A guard (G), also called an offensive guard and subcategorized as a left guard (LG) or right guard (RG), is a gridiron football position that lines up between the center and tackles on the offensive line. Guards are used primarily for blocking. The guard's job is to protect the quarterback from the incoming linemen during pass plays, as well as creating openings (holes) for the running backs to head through. Guards are automatically considered ineligible receivers, so they cannot touch forward passes unless it is first touched by a defender or eligible receiver.

==History==
Historically, in the one-platoon system of football, "guard" referred to a two-way player that played both offense and defense, such as Truxtun Hare. In the two-platoon system, players began playing only offense or defense, hence offensive guard and nose guard.

==Pulling guards==
Aside from speed blocking, an offensive guard may also "pull", which is when the guard backs out of their initial position and runs behind the other offensive linemen to sprint out in front of a running back to engage a defensive player beyond the initial width of the offensive line. This technique is used in most playbooks for outside runs, where the play-side guard pulls as a lead blocker, and on counter plays, where the far side guard pulls to block a play side lineman. Vanderbilt's Dan McGugin is credited with first pulling guards.

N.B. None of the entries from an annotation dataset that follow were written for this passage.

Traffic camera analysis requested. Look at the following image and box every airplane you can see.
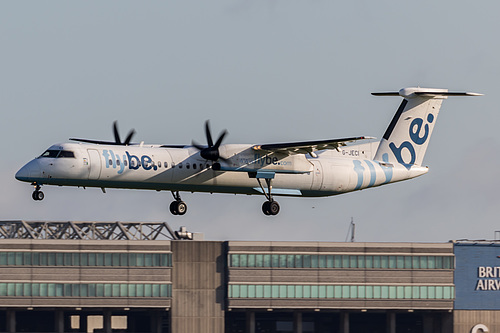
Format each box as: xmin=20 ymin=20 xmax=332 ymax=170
xmin=15 ymin=87 xmax=481 ymax=216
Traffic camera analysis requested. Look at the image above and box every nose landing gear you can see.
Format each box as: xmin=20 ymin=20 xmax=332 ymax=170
xmin=262 ymin=200 xmax=280 ymax=215
xmin=31 ymin=184 xmax=45 ymax=201
xmin=170 ymin=191 xmax=187 ymax=215
xmin=257 ymin=178 xmax=280 ymax=216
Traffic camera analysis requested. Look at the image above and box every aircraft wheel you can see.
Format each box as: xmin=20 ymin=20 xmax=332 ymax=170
xmin=269 ymin=201 xmax=280 ymax=215
xmin=31 ymin=191 xmax=45 ymax=201
xmin=170 ymin=201 xmax=179 ymax=215
xmin=177 ymin=201 xmax=187 ymax=215
xmin=262 ymin=201 xmax=271 ymax=215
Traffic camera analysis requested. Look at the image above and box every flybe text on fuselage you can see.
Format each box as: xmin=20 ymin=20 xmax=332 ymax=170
xmin=102 ymin=149 xmax=158 ymax=174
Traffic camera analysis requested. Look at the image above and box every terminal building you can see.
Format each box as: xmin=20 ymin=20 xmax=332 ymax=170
xmin=0 ymin=221 xmax=500 ymax=333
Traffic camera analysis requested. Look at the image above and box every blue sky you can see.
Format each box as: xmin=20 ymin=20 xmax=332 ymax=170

While tackles can also pull, this strategy is generally less common as they are too far away to pull to the opposite side of the formation for counter plays and have the responsibility of blocking the outside defender (generally the defensive end) for outside runs. Since the guard is free of responsibility for play side outside runs and far side counter plays, pulling is generally a unique responsibility for guards.

The Packers sweep was a signature play of the Green Bay Packers in the 1960s, and they won five NFL titles and the first two Super Bowls under head coach Vince Lombardi utilizing the play. The pulling guards for the Green Bay Packers were Fuzzy Thurston at left guard and Pro Football Hall of Fame inductee Jerry Kramer at right guard.